DeepSTARR OOD generalization performance. (a) Toy example illustrating 1-dimensional functions fitted by individual models trained with different random initializations (green lines) on training data (red points), along with the ensemble average function (black line). Sampling data in OOD regions, with labels provided by the teacher ensemble (red plus signs), stabilizes the distilled model’s function approximation in OOD regions. (b,c) Mean squared error (MSE) between the teacher ensemble (DeepSTARR trained with EvoAug) and individual DeepSTARR models for (b) developmental (Dev) and (c) housekeeping (HK) promoter activity across different model training procedures: standard training (blue), DEGU-distillation (orange), DEGU-distillation with dynamic EvoAug mutagenesis (green), DEGU-distillation with dynamic partial random mutagenesis (red), and DEGU-distillation with dynamic randomly shuffled sequences (purple). Results are shown for sequences with varying degrees of distribution shift: none (original test set), small (partial random mutagenesis), intermediate (EvoAug mutagenesis), and large (random shuffle). Boxplots represent n = 10 models trained with different random initializations, with the boxes indicating the first and third quartiles, the central line indicates the median, and whiskers denote the data range.

We then calculated the mean-squared error (MSE) between each model’s predictions and an ensemble average of n = 10 EvoAug-trained DeepSTARR models, which we treat as an in silico oracle.
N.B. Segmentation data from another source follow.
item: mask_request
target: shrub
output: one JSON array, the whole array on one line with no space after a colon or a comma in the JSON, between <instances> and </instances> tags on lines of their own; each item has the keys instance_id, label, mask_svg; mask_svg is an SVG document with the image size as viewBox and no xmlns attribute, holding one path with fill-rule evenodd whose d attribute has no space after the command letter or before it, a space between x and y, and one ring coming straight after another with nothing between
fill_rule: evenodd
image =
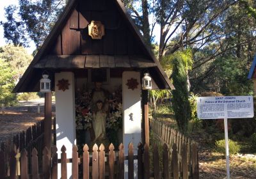
<instances>
[{"instance_id":1,"label":"shrub","mask_svg":"<svg viewBox=\"0 0 256 179\"><path fill-rule=\"evenodd\" d=\"M253 133L251 136L251 149L253 151L256 151L256 133Z\"/></svg>"},{"instance_id":2,"label":"shrub","mask_svg":"<svg viewBox=\"0 0 256 179\"><path fill-rule=\"evenodd\" d=\"M216 150L221 153L226 153L225 139L216 141L215 142ZM230 155L236 154L239 152L241 147L237 142L228 139L228 148Z\"/></svg>"},{"instance_id":3,"label":"shrub","mask_svg":"<svg viewBox=\"0 0 256 179\"><path fill-rule=\"evenodd\" d=\"M26 100L38 98L39 97L36 93L20 93L18 96L18 100Z\"/></svg>"}]
</instances>

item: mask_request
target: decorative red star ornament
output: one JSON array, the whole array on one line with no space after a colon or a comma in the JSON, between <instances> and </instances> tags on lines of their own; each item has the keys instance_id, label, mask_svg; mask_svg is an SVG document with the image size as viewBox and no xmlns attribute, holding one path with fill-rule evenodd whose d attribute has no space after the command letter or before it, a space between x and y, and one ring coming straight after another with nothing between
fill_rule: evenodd
<instances>
[{"instance_id":1,"label":"decorative red star ornament","mask_svg":"<svg viewBox=\"0 0 256 179\"><path fill-rule=\"evenodd\" d=\"M70 84L68 83L68 79L62 79L61 80L59 80L58 81L57 86L59 87L59 90L62 90L65 91L66 90L68 90L68 86Z\"/></svg>"},{"instance_id":2,"label":"decorative red star ornament","mask_svg":"<svg viewBox=\"0 0 256 179\"><path fill-rule=\"evenodd\" d=\"M139 83L138 82L136 79L131 78L127 80L126 85L128 86L128 89L134 90L134 89L138 88L138 85L139 85Z\"/></svg>"}]
</instances>

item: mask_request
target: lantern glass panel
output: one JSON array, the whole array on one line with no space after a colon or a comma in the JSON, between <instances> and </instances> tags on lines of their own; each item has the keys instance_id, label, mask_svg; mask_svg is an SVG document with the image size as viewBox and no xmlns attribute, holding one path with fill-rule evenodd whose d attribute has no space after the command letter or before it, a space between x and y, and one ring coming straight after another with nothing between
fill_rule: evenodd
<instances>
[{"instance_id":1,"label":"lantern glass panel","mask_svg":"<svg viewBox=\"0 0 256 179\"><path fill-rule=\"evenodd\" d=\"M42 90L44 90L45 89L45 88L44 88L44 82L41 82L41 89Z\"/></svg>"},{"instance_id":2,"label":"lantern glass panel","mask_svg":"<svg viewBox=\"0 0 256 179\"><path fill-rule=\"evenodd\" d=\"M50 90L50 83L45 82L45 90Z\"/></svg>"},{"instance_id":3,"label":"lantern glass panel","mask_svg":"<svg viewBox=\"0 0 256 179\"><path fill-rule=\"evenodd\" d=\"M151 88L152 87L152 81L149 81L149 87Z\"/></svg>"}]
</instances>

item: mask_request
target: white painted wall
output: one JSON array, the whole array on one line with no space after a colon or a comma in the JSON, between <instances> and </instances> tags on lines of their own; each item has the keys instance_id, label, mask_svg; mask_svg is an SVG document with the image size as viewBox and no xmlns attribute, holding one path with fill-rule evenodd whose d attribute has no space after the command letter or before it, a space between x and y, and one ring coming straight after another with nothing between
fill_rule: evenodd
<instances>
[{"instance_id":1,"label":"white painted wall","mask_svg":"<svg viewBox=\"0 0 256 179\"><path fill-rule=\"evenodd\" d=\"M68 80L69 89L58 90L59 80ZM72 72L55 74L56 123L58 158L61 159L61 148L67 148L67 158L72 159L72 147L76 144L75 79ZM58 165L58 178L61 178L61 165ZM72 164L67 164L67 178L72 178Z\"/></svg>"},{"instance_id":2,"label":"white painted wall","mask_svg":"<svg viewBox=\"0 0 256 179\"><path fill-rule=\"evenodd\" d=\"M83 87L87 88L88 91L94 88L94 83L88 82L87 78L77 78L76 81L76 87L80 90L83 90ZM122 78L110 78L109 83L102 84L102 88L112 93L120 85L122 85ZM77 90L77 89L76 90Z\"/></svg>"},{"instance_id":3,"label":"white painted wall","mask_svg":"<svg viewBox=\"0 0 256 179\"><path fill-rule=\"evenodd\" d=\"M128 79L137 79L139 83L138 88L134 90L128 89L126 85ZM123 142L124 153L128 155L128 145L130 143L134 144L134 153L137 155L137 146L141 141L141 107L140 73L137 72L124 72L122 76L123 90ZM132 113L132 120L130 114ZM138 178L138 162L134 160L134 178ZM125 161L125 178L128 178L128 161Z\"/></svg>"}]
</instances>

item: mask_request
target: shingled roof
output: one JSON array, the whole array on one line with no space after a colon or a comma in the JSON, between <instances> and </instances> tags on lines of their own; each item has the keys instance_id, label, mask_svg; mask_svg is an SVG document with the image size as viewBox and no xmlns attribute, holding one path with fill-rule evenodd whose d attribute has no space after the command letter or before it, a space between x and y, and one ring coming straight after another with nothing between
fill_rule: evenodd
<instances>
[{"instance_id":1,"label":"shingled roof","mask_svg":"<svg viewBox=\"0 0 256 179\"><path fill-rule=\"evenodd\" d=\"M129 33L131 33L132 38L136 41L135 43L133 42L134 43L132 44L134 44L135 45L136 45L135 43L137 43L136 42L138 42L138 44L137 45L140 46L140 49L139 50L137 49L137 51L140 51L139 53L143 53L142 55L140 54L138 55L131 55L129 54L118 55L115 54L111 54L111 53L106 54L104 53L101 54L100 52L99 54L90 54L90 52L86 52L86 54L76 52L74 54L63 54L62 47L61 54L52 54L51 52L52 51L52 49L54 48L54 47L56 45L56 42L58 39L62 39L62 38L63 38L63 36L60 35L60 32L65 27L65 26L67 26L67 22L70 19L70 17L72 17L74 12L76 12L75 17L76 17L77 10L78 12L78 16L80 15L79 10L90 6L84 5L82 6L81 4L77 4L77 3L83 4L86 2L92 4L97 3L95 3L97 1L99 1L98 3L101 3L102 2L102 1L99 0L69 1L69 3L65 7L63 13L60 15L59 19L57 20L49 35L46 38L41 48L40 48L38 52L35 56L24 74L15 87L13 91L13 92L19 93L36 91L35 90L36 89L35 86L38 84L39 79L42 77L42 72L45 69L49 68L54 70L90 68L147 68L160 89L175 89L174 86L171 83L170 79L161 66L159 63L152 53L151 49L145 43L141 33L133 23L122 3L120 0L105 0L105 4L108 6L109 6L109 4L113 3L114 8L117 9L118 13L121 15L121 17L118 17L116 18L122 18L122 20L124 20L124 23L125 24L125 27L127 27L129 29L127 31ZM111 11L112 10L110 10L106 12L109 12ZM97 10L97 12L102 12L103 11L102 10ZM87 12L88 12L86 11L86 13ZM79 20L79 18L77 18L78 20ZM72 27L70 27L70 29L72 29ZM83 29L75 29L74 31L82 31ZM81 36L83 36L83 35ZM107 36L106 38L107 38ZM62 44L62 43L60 43ZM81 43L81 42L80 42L80 44ZM136 47L134 48L136 49ZM81 59L81 60L77 61L77 59ZM90 59L90 60L93 63L93 65L92 65L92 64L90 63L88 65L90 60L86 60L88 59ZM95 61L93 62L93 59L97 59L95 61L99 61L99 65L94 65ZM58 61L58 59L63 60ZM78 63L80 65L78 65L77 63L76 63L77 61L79 61ZM104 64L105 66L102 66L102 64Z\"/></svg>"}]
</instances>

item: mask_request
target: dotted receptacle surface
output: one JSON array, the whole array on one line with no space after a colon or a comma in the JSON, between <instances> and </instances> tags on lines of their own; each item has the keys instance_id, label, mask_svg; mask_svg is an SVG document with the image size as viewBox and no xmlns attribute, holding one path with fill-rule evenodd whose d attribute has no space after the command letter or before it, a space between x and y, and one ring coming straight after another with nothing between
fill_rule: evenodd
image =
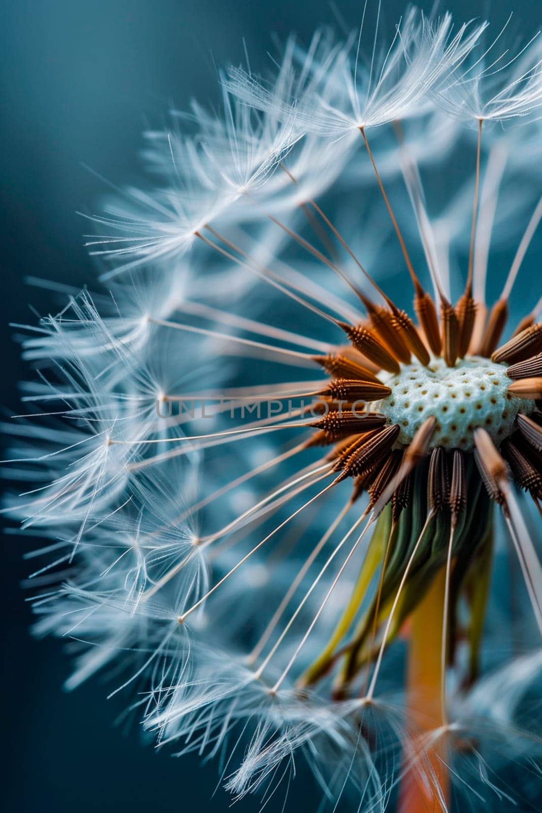
<instances>
[{"instance_id":1,"label":"dotted receptacle surface","mask_svg":"<svg viewBox=\"0 0 542 813\"><path fill-rule=\"evenodd\" d=\"M518 413L528 415L535 407L534 402L508 393L510 380L504 365L477 356L460 359L453 367L442 359L428 367L405 364L398 375L386 376L385 383L392 392L379 411L401 427L401 444L410 443L434 415L431 446L470 450L477 427L487 429L498 445L514 431Z\"/></svg>"}]
</instances>

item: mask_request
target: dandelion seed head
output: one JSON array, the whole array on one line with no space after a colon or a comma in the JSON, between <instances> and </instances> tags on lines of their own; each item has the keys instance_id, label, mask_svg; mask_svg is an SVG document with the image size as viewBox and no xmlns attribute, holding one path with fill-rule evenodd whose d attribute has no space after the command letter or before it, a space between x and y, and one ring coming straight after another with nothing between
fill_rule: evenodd
<instances>
[{"instance_id":1,"label":"dandelion seed head","mask_svg":"<svg viewBox=\"0 0 542 813\"><path fill-rule=\"evenodd\" d=\"M540 46L387 11L145 134L105 293L17 328L3 510L67 688L234 799L302 756L323 811L502 809L542 751Z\"/></svg>"},{"instance_id":2,"label":"dandelion seed head","mask_svg":"<svg viewBox=\"0 0 542 813\"><path fill-rule=\"evenodd\" d=\"M392 392L379 411L401 427L397 442L408 445L422 424L433 416L437 422L430 447L471 451L474 433L487 429L501 444L515 429L518 413L530 415L534 401L509 397L506 367L488 359L470 356L449 367L442 359L428 367L406 364L399 375L383 376Z\"/></svg>"}]
</instances>

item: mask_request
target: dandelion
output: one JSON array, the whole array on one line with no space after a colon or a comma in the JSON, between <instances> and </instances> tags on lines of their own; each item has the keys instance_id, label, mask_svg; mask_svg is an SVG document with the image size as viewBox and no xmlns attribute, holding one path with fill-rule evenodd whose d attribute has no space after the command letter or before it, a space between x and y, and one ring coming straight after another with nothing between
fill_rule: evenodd
<instances>
[{"instance_id":1,"label":"dandelion","mask_svg":"<svg viewBox=\"0 0 542 813\"><path fill-rule=\"evenodd\" d=\"M538 43L495 56L505 32L415 10L381 42L379 5L366 49L370 13L149 134L163 185L97 219L124 233L93 241L109 295L21 339L42 412L9 463L36 485L4 510L48 539L68 688L119 661L160 747L216 755L234 798L302 755L323 809L535 804Z\"/></svg>"}]
</instances>

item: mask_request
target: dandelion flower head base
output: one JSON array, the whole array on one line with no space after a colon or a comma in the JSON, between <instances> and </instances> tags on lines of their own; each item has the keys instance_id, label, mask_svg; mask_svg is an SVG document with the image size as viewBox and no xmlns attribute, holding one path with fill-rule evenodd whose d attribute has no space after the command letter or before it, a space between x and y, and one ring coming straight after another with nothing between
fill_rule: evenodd
<instances>
[{"instance_id":1,"label":"dandelion flower head base","mask_svg":"<svg viewBox=\"0 0 542 813\"><path fill-rule=\"evenodd\" d=\"M345 42L288 40L269 80L221 74L224 115L147 133L153 186L89 244L103 312L85 290L24 340L5 510L47 538L37 627L76 639L68 686L125 668L160 744L220 754L236 798L266 807L303 753L326 810L348 785L358 813L489 813L505 752L532 776L540 751L514 712L542 656L514 631L540 646L542 298L514 314L514 284L542 54L415 9L380 41L384 5L368 47L371 2Z\"/></svg>"},{"instance_id":2,"label":"dandelion flower head base","mask_svg":"<svg viewBox=\"0 0 542 813\"><path fill-rule=\"evenodd\" d=\"M412 441L431 415L436 425L429 448L471 451L478 427L500 444L514 431L518 413L528 415L535 407L534 402L508 392L505 367L479 356L460 359L453 367L442 359L427 367L405 364L398 375L383 380L392 393L380 402L379 411L401 428L397 440L403 445Z\"/></svg>"}]
</instances>

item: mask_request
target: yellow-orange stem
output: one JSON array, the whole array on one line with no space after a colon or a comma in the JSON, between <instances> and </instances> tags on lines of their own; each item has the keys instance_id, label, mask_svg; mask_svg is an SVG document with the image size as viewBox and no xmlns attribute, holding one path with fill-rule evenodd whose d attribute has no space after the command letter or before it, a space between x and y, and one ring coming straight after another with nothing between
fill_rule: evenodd
<instances>
[{"instance_id":1,"label":"yellow-orange stem","mask_svg":"<svg viewBox=\"0 0 542 813\"><path fill-rule=\"evenodd\" d=\"M408 707L418 733L406 746L405 771L399 791L400 813L440 813L439 798L449 798L446 744L436 739L427 749L424 732L445 722L440 701L440 653L445 568L436 577L412 615L408 663ZM416 754L419 756L417 758Z\"/></svg>"}]
</instances>

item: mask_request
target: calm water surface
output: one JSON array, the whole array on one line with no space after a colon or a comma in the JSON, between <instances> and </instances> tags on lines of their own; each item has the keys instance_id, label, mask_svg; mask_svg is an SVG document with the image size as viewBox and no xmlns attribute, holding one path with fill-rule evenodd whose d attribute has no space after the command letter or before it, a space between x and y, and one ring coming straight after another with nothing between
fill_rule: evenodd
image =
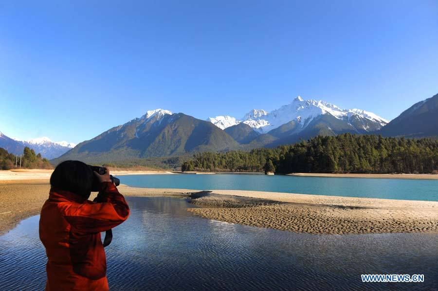
<instances>
[{"instance_id":1,"label":"calm water surface","mask_svg":"<svg viewBox=\"0 0 438 291\"><path fill-rule=\"evenodd\" d=\"M151 188L235 189L438 201L438 180L244 174L121 176L121 183Z\"/></svg>"},{"instance_id":2,"label":"calm water surface","mask_svg":"<svg viewBox=\"0 0 438 291\"><path fill-rule=\"evenodd\" d=\"M106 248L112 290L438 289L437 234L298 234L196 217L183 199L128 200L131 216ZM38 219L0 237L0 290L43 289ZM425 282L365 284L361 274Z\"/></svg>"}]
</instances>

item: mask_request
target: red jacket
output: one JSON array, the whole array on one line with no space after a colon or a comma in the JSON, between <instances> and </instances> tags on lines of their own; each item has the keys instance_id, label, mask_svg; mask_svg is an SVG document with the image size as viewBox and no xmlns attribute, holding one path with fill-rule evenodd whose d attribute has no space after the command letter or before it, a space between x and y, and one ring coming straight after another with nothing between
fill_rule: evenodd
<instances>
[{"instance_id":1,"label":"red jacket","mask_svg":"<svg viewBox=\"0 0 438 291\"><path fill-rule=\"evenodd\" d=\"M126 220L129 208L113 183L101 186L94 202L51 189L39 219L48 258L46 290L109 290L100 232Z\"/></svg>"}]
</instances>

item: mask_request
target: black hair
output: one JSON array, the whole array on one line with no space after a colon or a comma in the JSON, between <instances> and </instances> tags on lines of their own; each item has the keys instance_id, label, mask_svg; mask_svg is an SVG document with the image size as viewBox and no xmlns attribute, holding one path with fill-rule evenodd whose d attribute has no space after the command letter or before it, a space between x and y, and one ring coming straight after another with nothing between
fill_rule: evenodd
<instances>
[{"instance_id":1,"label":"black hair","mask_svg":"<svg viewBox=\"0 0 438 291\"><path fill-rule=\"evenodd\" d=\"M79 161L65 161L55 168L50 186L88 199L91 194L94 174L89 166Z\"/></svg>"}]
</instances>

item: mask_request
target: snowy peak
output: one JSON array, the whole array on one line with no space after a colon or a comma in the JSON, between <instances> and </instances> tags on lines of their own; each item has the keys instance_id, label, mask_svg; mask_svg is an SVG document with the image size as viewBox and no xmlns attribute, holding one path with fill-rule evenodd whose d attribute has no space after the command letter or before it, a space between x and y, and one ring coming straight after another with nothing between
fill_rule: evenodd
<instances>
[{"instance_id":1,"label":"snowy peak","mask_svg":"<svg viewBox=\"0 0 438 291\"><path fill-rule=\"evenodd\" d=\"M256 119L267 114L268 114L268 112L263 109L253 109L245 114L242 120L246 120L250 119Z\"/></svg>"},{"instance_id":2,"label":"snowy peak","mask_svg":"<svg viewBox=\"0 0 438 291\"><path fill-rule=\"evenodd\" d=\"M50 140L50 138L47 137L37 137L36 138L31 138L30 139L24 140L23 141L27 142L30 144L36 144L38 145L47 144L52 142L52 140Z\"/></svg>"},{"instance_id":3,"label":"snowy peak","mask_svg":"<svg viewBox=\"0 0 438 291\"><path fill-rule=\"evenodd\" d=\"M66 148L73 148L76 146L76 144L73 142L69 142L63 140L62 141L52 141L47 137L31 138L27 140L20 140L17 138L14 138L17 141L20 141L25 144L35 146L53 146L55 145Z\"/></svg>"},{"instance_id":4,"label":"snowy peak","mask_svg":"<svg viewBox=\"0 0 438 291\"><path fill-rule=\"evenodd\" d=\"M56 141L55 143L56 144L59 144L61 147L65 147L66 148L70 148L73 149L74 147L76 146L76 144L73 143L73 142L69 142L68 141L66 141L65 140L63 140L62 141Z\"/></svg>"},{"instance_id":5,"label":"snowy peak","mask_svg":"<svg viewBox=\"0 0 438 291\"><path fill-rule=\"evenodd\" d=\"M209 117L207 119L207 121L210 121L220 129L225 129L227 127L230 127L240 123L240 121L237 120L235 118L228 115Z\"/></svg>"},{"instance_id":6,"label":"snowy peak","mask_svg":"<svg viewBox=\"0 0 438 291\"><path fill-rule=\"evenodd\" d=\"M158 118L163 117L166 114L172 115L172 112L169 110L164 109L158 109L153 110L149 110L146 112L145 117L146 119L151 118L154 116L157 116Z\"/></svg>"},{"instance_id":7,"label":"snowy peak","mask_svg":"<svg viewBox=\"0 0 438 291\"><path fill-rule=\"evenodd\" d=\"M305 100L297 96L292 103L268 113L263 109L253 109L241 120L231 116L217 116L207 120L224 129L243 122L260 133L266 133L291 121L296 121L304 129L315 118L329 114L348 123L355 123L360 128L358 132L380 129L388 120L377 115L362 109L342 109L336 105L313 99Z\"/></svg>"},{"instance_id":8,"label":"snowy peak","mask_svg":"<svg viewBox=\"0 0 438 291\"><path fill-rule=\"evenodd\" d=\"M382 126L384 126L386 123L389 122L389 120L380 117L378 115L375 114L372 112L365 111L365 110L363 110L362 109L358 109L356 108L354 108L352 109L349 109L348 111L349 114L357 114L357 115L360 116L361 117L362 117L363 118L365 118L371 121L377 122Z\"/></svg>"}]
</instances>

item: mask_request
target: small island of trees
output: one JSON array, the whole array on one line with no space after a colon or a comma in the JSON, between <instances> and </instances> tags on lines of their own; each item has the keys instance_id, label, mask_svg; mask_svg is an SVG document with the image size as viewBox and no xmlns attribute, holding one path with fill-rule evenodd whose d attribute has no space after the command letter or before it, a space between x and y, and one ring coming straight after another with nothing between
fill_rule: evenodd
<instances>
[{"instance_id":1,"label":"small island of trees","mask_svg":"<svg viewBox=\"0 0 438 291\"><path fill-rule=\"evenodd\" d=\"M272 166L271 166L272 164ZM275 148L196 154L182 170L292 172L438 172L438 140L344 134Z\"/></svg>"},{"instance_id":2,"label":"small island of trees","mask_svg":"<svg viewBox=\"0 0 438 291\"><path fill-rule=\"evenodd\" d=\"M0 170L10 170L15 168L17 156L10 154L2 148L0 148ZM19 156L18 156L18 167L19 164ZM21 168L25 169L52 169L53 167L49 160L37 154L34 150L25 147L21 156Z\"/></svg>"}]
</instances>

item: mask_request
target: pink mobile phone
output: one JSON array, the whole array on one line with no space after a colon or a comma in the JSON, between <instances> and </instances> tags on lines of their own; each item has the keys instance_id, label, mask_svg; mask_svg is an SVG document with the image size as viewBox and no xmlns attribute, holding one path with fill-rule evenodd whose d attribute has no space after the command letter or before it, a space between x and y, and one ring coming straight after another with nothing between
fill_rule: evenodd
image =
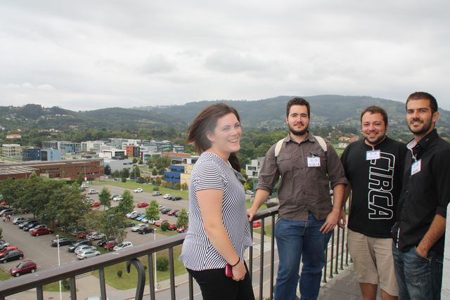
<instances>
[{"instance_id":1,"label":"pink mobile phone","mask_svg":"<svg viewBox=\"0 0 450 300\"><path fill-rule=\"evenodd\" d=\"M233 267L229 263L225 266L225 276L233 277Z\"/></svg>"}]
</instances>

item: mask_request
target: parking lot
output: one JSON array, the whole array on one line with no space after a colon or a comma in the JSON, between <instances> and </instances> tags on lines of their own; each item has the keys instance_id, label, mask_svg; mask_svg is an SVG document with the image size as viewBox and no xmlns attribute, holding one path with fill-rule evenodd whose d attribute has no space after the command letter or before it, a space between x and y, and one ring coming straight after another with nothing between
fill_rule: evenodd
<instances>
[{"instance_id":1,"label":"parking lot","mask_svg":"<svg viewBox=\"0 0 450 300\"><path fill-rule=\"evenodd\" d=\"M125 190L123 188L118 188L112 185L102 185L94 186L94 188L98 192L104 186L110 190L111 195L117 194L122 195ZM133 191L131 190L132 193ZM171 201L162 198L162 196L152 196L151 193L134 193L134 204L137 204L140 202L150 202L152 200L156 200L160 204L164 205L166 207L170 207L174 209L188 209L188 202L186 200L181 201ZM95 201L98 201L98 195L94 194L89 195L89 197L93 198ZM116 206L119 202L111 201L112 206ZM103 210L102 206L99 207L94 207L93 209ZM140 212L145 212L145 208L134 208L134 210ZM14 215L13 217L25 216L26 218L32 218L32 214L26 215ZM176 218L172 216L167 216L166 214L160 214L161 219L167 219L169 220L169 223L176 223ZM139 222L134 221L135 223ZM37 271L39 270L44 270L49 268L52 268L58 266L58 247L51 247L51 241L56 237L54 234L41 235L38 237L32 236L28 232L23 231L22 229L18 228L17 225L13 224L12 222L1 222L0 226L3 228L3 239L8 242L11 246L16 246L18 249L21 249L25 258L24 259L31 259L32 261L37 263ZM165 235L156 233L156 239L160 240L165 237ZM130 241L133 244L141 244L146 242L151 242L153 241L153 235L139 235L136 233L131 232L129 228L127 228L127 237L124 240ZM94 245L96 245L96 242L94 242ZM108 255L108 254L103 254ZM78 261L75 255L69 252L67 250L67 246L60 247L60 260L61 265L76 262ZM19 261L13 261L6 263L2 263L0 265L0 268L8 272L11 268L17 265Z\"/></svg>"}]
</instances>

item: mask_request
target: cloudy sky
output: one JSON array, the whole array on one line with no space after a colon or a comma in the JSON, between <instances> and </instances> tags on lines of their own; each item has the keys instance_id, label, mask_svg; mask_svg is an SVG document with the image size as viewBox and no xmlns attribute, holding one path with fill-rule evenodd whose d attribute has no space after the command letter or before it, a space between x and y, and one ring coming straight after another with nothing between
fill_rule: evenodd
<instances>
[{"instance_id":1,"label":"cloudy sky","mask_svg":"<svg viewBox=\"0 0 450 300\"><path fill-rule=\"evenodd\" d=\"M442 0L0 2L0 105L415 91L450 109Z\"/></svg>"}]
</instances>

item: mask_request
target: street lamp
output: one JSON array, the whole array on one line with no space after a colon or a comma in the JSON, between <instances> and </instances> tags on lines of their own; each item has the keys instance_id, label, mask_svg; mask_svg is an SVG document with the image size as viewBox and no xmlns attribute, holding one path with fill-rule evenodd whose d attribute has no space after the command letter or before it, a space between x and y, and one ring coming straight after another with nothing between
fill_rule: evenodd
<instances>
[{"instance_id":1,"label":"street lamp","mask_svg":"<svg viewBox=\"0 0 450 300\"><path fill-rule=\"evenodd\" d=\"M59 257L59 235L56 235L56 244L58 244L58 266L61 265ZM59 299L63 300L63 293L61 292L61 280L59 280Z\"/></svg>"},{"instance_id":2,"label":"street lamp","mask_svg":"<svg viewBox=\"0 0 450 300\"><path fill-rule=\"evenodd\" d=\"M156 228L153 230L153 242L156 241ZM158 282L156 280L156 252L155 252L155 290L158 291Z\"/></svg>"}]
</instances>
As expected, the distilled DeepSTARR models provided consistently better approximations of the teacher ensemble compared to standard-trained DeepSTARR models (Fig. 3bc). Interestingly, applying a large covariate shift via randomly shuffling the sequences resulted in lower MSE values, possibly due to the lower overall activity levels in these sequences (Supplementary Fig. 4).

Next, we explored whether exposure to OOD data during training could improve model generalization [4648]. Specifically, we hypothesized that introducing OOD sequences with ensemble-generated labels would help the model better approximate the ensemble function in regions where training data is sparse. Without these additional samples, the model’s behavior in such regions could be arbitrary due to lack of training data. To test this, we applied the same transformations used to simulate covariate shifts in the previous analysis to each minibatch of sequences during training and used the teacher ensemble to generate corresponding labels for these transformed sequences. The augmented sequences and their new target values replaced the original STARR-seq training data, allowing us to train distilled DeepSTARR models with a more diverse set of training data.

Training distilled student models with dynamic data augmentations provided consistent, though modest, performance gains on the original test set (Supplementary Fig. 5). Furthermore, these augmentations improved the student models’ function approximation to the teacher ensemble under different levels of covariate shift, with slightly better performance when the augmentations closely matched the target covariate shift level (Fig. 3bc). These findings highlight the importance of incorporating training data beyond the natural genome to improve model reliability in downstream applications that require robust generalization covariate shifts.

DEGU improves attribution analysis

Attribution methods assign an importance score to each nucleotide in a sequence, indicating how much that nucleotide contributes to the model’s prediction (as with DeepSHAP [49] and DeepLIFT [50]) or how sensitive the model’s output is to changes at that nucleotide (as with gradient-based Saliency Maps [51]). Visualizing attribution scores as a sequence logo can reveal biologically meaningful patterns, such as transcription factor binding motifs [7, 40, 52]. However, attribution methods can be sensitive to local variations in the model’s learned function, which can arise when fitting to noise in the data. This variability may not affect a model’s ability to generalize to unseen data (i.e., benign overfitting [53]), but it can lead to inconsistent explanations [5456], making it difficult to distinguish biologically relevant patterns from spurious importance scores caused by non-biological fluctuations [17, 57]. By averaging attribution maps across an ensemble of models, some of these fluctuations may be reduced, which can lead to more robust explanations [27, 28]. We hypothesized that DEGU-distilled student models, which better approximate the ensemble function, would produce more interpretable and robust attribution maps with stronger motif signals compared to models with standard training.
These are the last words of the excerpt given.